UCO Bank has announced a revision in its benchmark lending rates, reducing the one-year Marginal Cost of Funds Based Lending Rate (MCLR) to 8.80% from 8.85%. The change, effective December 11, 2025, reflects a calibrated move to balance lending competitiveness with funding costs while keeping shorter-tenor rates steady
The one-year MCLR is the most widely used benchmark for loans such as housing, personal, and business credit, making this adjustment significant for borrowers. Overnight, one-month, three-month, and six-month MCLR rates remain unchanged at 7.95%, 8.20%, 8.45%, and 8.70% respectively.
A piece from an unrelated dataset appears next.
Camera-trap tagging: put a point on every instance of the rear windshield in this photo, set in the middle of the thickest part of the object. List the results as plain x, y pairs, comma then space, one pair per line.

In addition, the three-month Treasury Bill Linked Rate (TBLR) has been cut to 5.40% from 5.45%, while the UCO G-Sec Rate (1 year) has been revised downward to 5.59%.
Notable updates
• One-year MCLR reduced to 8.80% from 8.85%
• Other MCLR tenors unchanged: overnight 7.95%, one-month 8.20%, three-month 8.45%, six-month 8.70%
• Three-month TBLR cut to 5.40% from 5.45%
• UCO G-Sec Rate (1 year) revised to 5.59%
• Ten-year G-Sec yield increased slightly to 6.66% from 6.61%
Major takeaway
The marginal reduction in UCO Bank’s one-year MCLR offers slight relief to borrowers, signaling cautious optimism in lending conditions while maintaining stability across shorter tenors.